04 August 2014

Israel denounced by senior Irish cleric

In this morning’s edition [4 August 2014], The Irish Times carries the following half-page report across five columns on page 4:

At least 2,000 people marched in Dublin on Saturday to urge an end to the violence in Gaza. Protests elsewhere included Cork, Derry, Limerick, Galway, Armagh and Sligo. Photograph: Dave Meehan/The Irish Times

Israel denounced by senior Irish cleric

Canon Patrick Comerford ‘shameless in my
accusations of war crimes against Israel’


Patsy McGarry

Israel was unequivocally denounced for its actions in Gaza and accused of war crimes in an unprecedented and strongly worded sermon by a senior Irish priest in Dublin yesterday morning.

Speaking at the Eucharist service in Dublin’s Christ Church Cathedral, Canon Patrick Comerford recalled that, in the context of what has been happening in Gaza, the Israeli ambassador to the US Ron Derner had told a Christian lobby group there last week that some were “shamelessly accusing Israel of genocide and would put us in the dock for war crimes. The truth is that the Israeli Defence Forces should be given the Nobel Peace Prize ... a Nobel Peace Prize for fighting with unimaginable restraint.”

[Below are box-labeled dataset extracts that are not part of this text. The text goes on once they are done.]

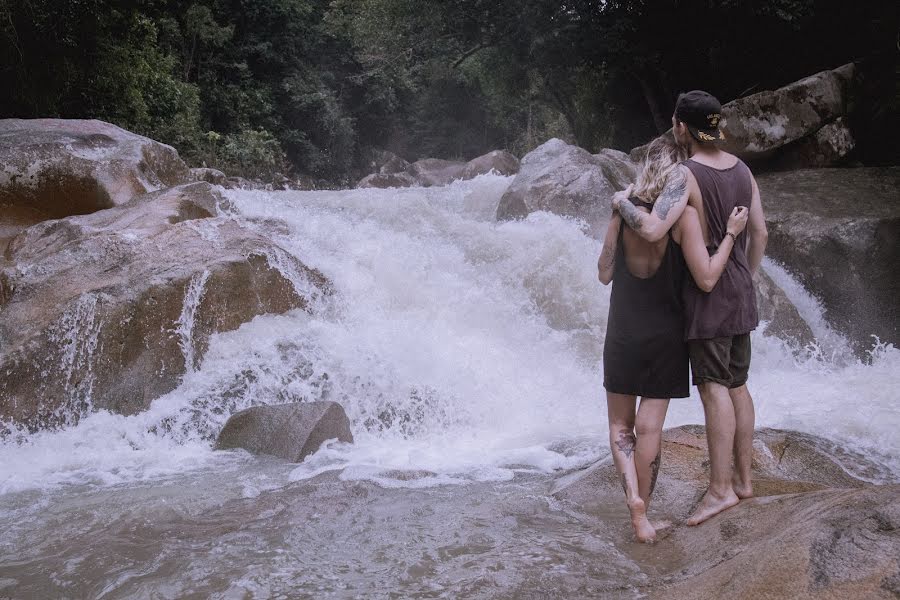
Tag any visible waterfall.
[0,176,900,492]
[174,269,209,372]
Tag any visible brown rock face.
[553,425,900,600]
[356,150,519,188]
[0,119,191,250]
[757,167,900,347]
[216,402,353,462]
[754,267,815,348]
[0,183,329,429]
[722,64,854,159]
[497,139,636,234]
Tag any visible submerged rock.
[757,167,900,347]
[216,402,353,462]
[722,63,854,159]
[356,150,519,188]
[461,150,519,179]
[0,183,330,429]
[553,425,900,599]
[191,167,228,186]
[497,138,636,234]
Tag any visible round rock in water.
[216,402,353,462]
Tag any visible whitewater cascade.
[0,176,900,494]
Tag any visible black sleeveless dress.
[603,198,690,398]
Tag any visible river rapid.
[0,176,900,598]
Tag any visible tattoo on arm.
[619,201,644,231]
[616,429,637,458]
[650,450,662,496]
[600,244,616,271]
[653,167,687,220]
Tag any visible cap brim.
[687,125,725,142]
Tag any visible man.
[613,91,768,525]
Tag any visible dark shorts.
[688,333,750,389]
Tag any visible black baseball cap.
[675,90,725,142]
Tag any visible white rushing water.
[0,176,900,495]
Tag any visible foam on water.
[0,176,900,495]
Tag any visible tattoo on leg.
[650,450,662,496]
[653,166,687,220]
[616,429,637,458]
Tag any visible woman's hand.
[612,183,634,211]
[725,206,750,237]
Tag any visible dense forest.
[0,0,900,182]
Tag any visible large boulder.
[645,485,900,600]
[0,119,191,229]
[497,138,634,234]
[0,183,330,429]
[460,150,519,179]
[757,167,900,348]
[552,425,892,521]
[771,117,856,170]
[216,402,353,462]
[356,172,418,189]
[722,63,854,159]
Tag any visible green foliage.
[0,0,900,180]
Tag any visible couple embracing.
[598,91,767,541]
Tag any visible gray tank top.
[684,160,759,340]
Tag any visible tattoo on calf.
[650,450,662,496]
[653,167,687,219]
[616,429,637,458]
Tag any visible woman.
[598,136,748,542]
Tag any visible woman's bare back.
[622,208,669,279]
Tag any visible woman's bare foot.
[687,489,740,526]
[628,498,656,543]
[731,477,753,500]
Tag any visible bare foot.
[687,490,740,526]
[731,477,753,500]
[628,498,656,543]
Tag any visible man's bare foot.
[731,477,753,500]
[628,498,656,543]
[687,489,740,526]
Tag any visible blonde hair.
[632,135,688,204]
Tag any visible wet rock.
[0,119,191,251]
[754,267,815,348]
[0,183,330,429]
[216,402,353,462]
[497,138,635,234]
[460,150,519,179]
[191,167,228,186]
[772,117,856,170]
[722,64,855,159]
[757,167,900,348]
[356,173,417,189]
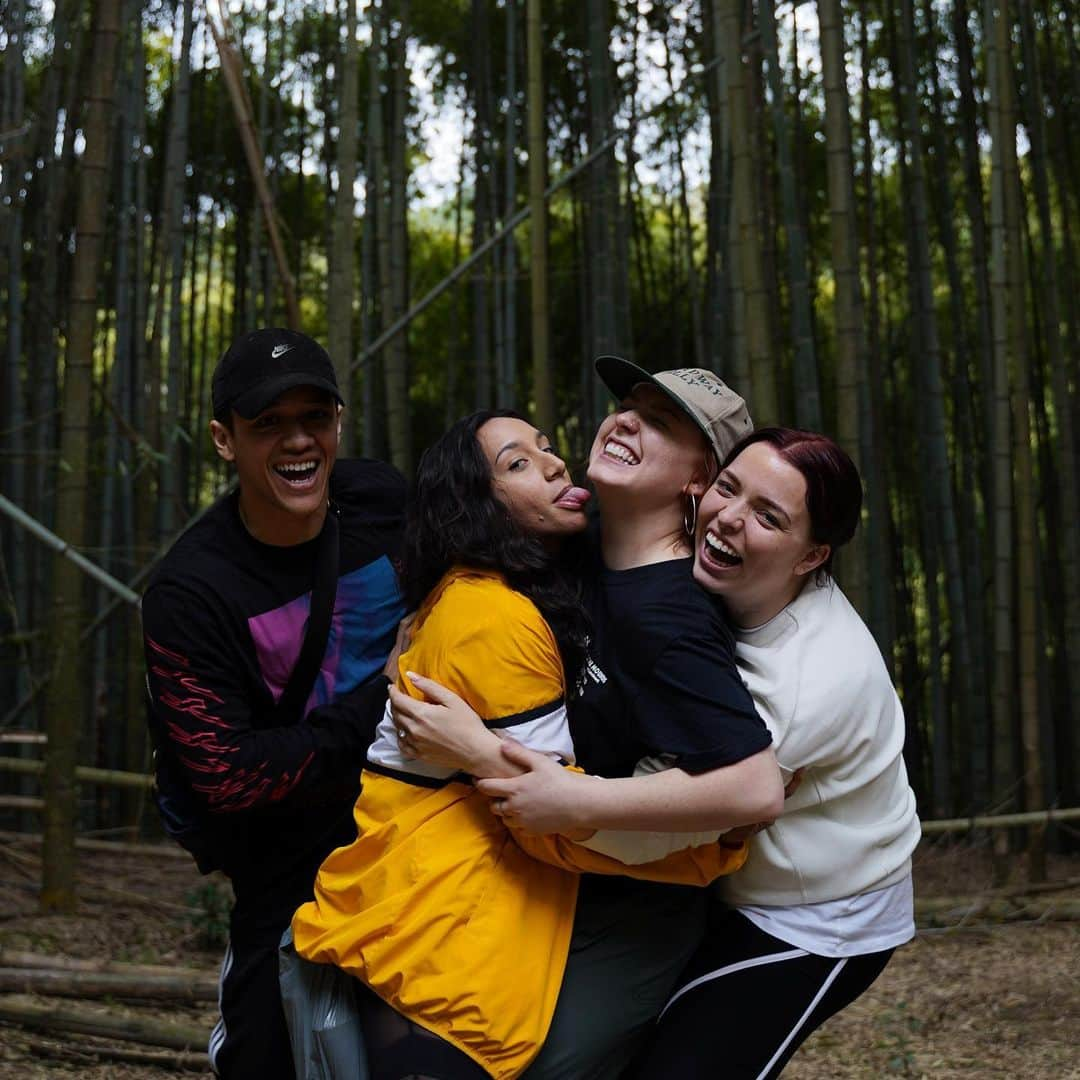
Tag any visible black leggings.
[630,910,893,1080]
[355,980,489,1080]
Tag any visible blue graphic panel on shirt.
[247,556,404,713]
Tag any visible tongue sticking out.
[555,487,592,510]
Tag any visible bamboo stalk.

Canon Comerford, lecturer in Anglicanism, Liturgy and Church History at the Church of Ireland Theological Institute in Dublin, rejected this assertion, recalling also that truth was the first casualty in war.

‘Battered children’

“Night after night, on television screens and impartial news outlets, I see the wounded, injured, maimed and battered children, frightened, screaming and even mute in shock and terror, brought by inconsolable and despairing parents to hospitals deprived of adequate facilities and medicine,” he said.

Whoever argued against criticising Israel “has never read the Old Testament prophets and their condemnations of Israel and its political leaders”, he said, and that such “Old Testament prophets can hardly be labelled dismissively as anti-Israeli or anti-Semitic”.

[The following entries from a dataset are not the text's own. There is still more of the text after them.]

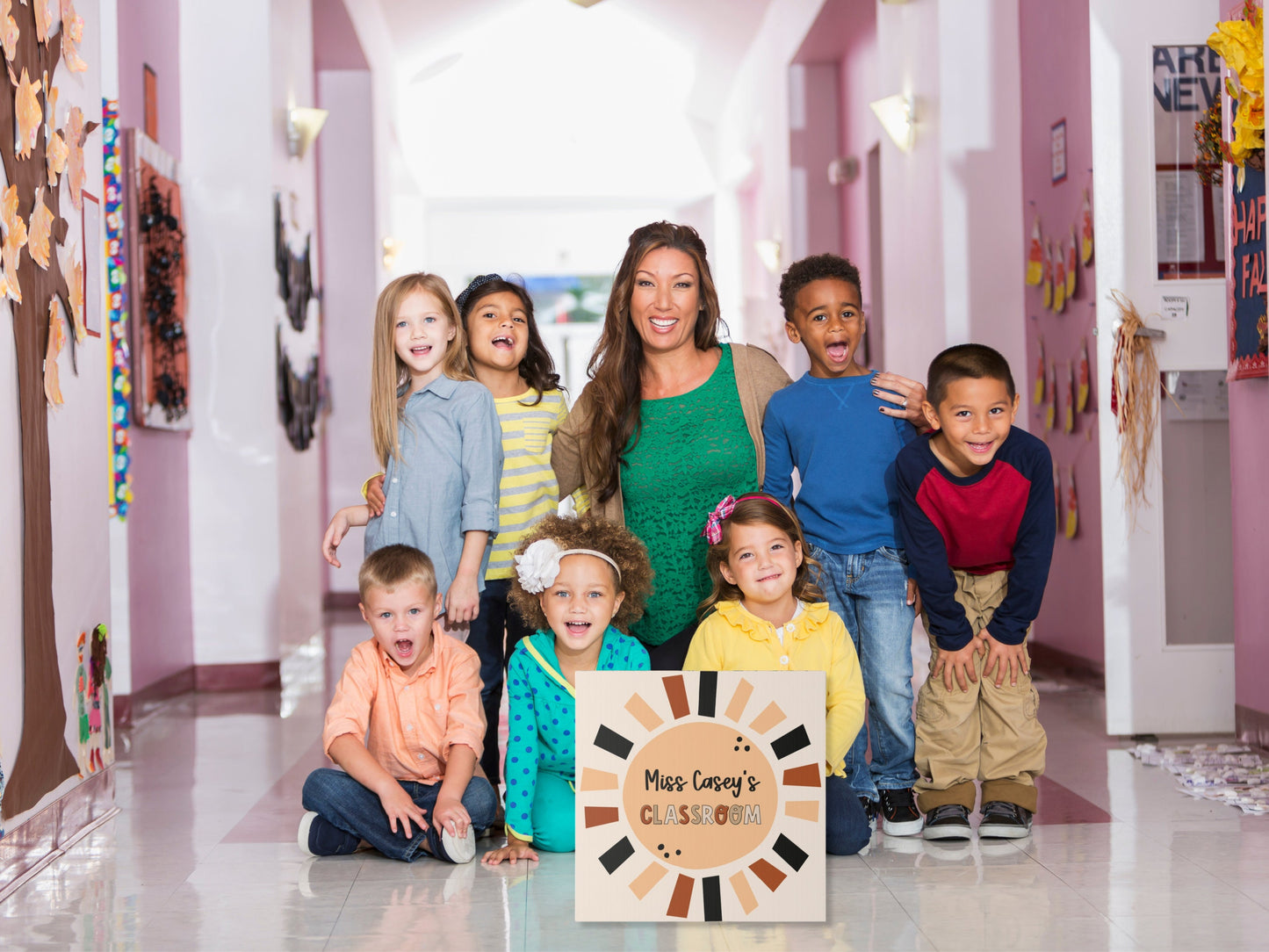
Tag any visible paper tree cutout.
[1066,225,1078,301]
[1080,189,1092,264]
[61,0,88,72]
[26,186,54,270]
[45,297,66,407]
[1027,214,1044,287]
[1032,334,1044,407]
[14,66,45,159]
[32,0,54,43]
[57,242,88,343]
[0,0,19,66]
[0,185,26,305]
[1075,339,1089,413]
[62,105,86,211]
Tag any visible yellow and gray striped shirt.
[485,390,580,579]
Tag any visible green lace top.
[622,344,758,646]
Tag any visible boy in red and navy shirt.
[895,344,1057,839]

‘How long have we known that war … only brings the delusion of peace?’


As for himself, he was “shameless in my accusations of war crimes” against Israel “and when I describe Gaza as a wasteland and a wilderness. The crowds cannot flee in fear from the tyrant, for they are hemmed in and under siege, barraged by flares at night and bombarded by missiles by day, irrespective of whether they support Hamas or not, children or adults, fighters or civilians.

“Like the crowd in our Gospel reading, they are being told to go away. But there is nowhere for them to go, not even the sea.”

Lesson of history The principle casualties of war, time and again, he said, “are not the failed politicians, the failed diplomats, or even the poor soldiers, but civilians, children, the young and the elderly, women and men. And truth.” He recalled the saying that “in war, truth is the first casualty “, sometimes attributed to Æschylus, a playwright in ancient Greece.

The 18th century Anglican saint Samuel Johnson wrote: “Among the calamities of war may be justly numbered the diminution of the love of truth, by the falsehoods which interest dictates and credulity encourages.”

Canon Comerford asked “how long have we known that war never ends war, that war only brings the delusion of peace? The Roman orator and historian Tacitus, who lived at the time of the Gospel writers, condemns those who plunder, slaughter and steal and then falsely call the result Empire, for ‘they make a wasteland, and they call it peace’.”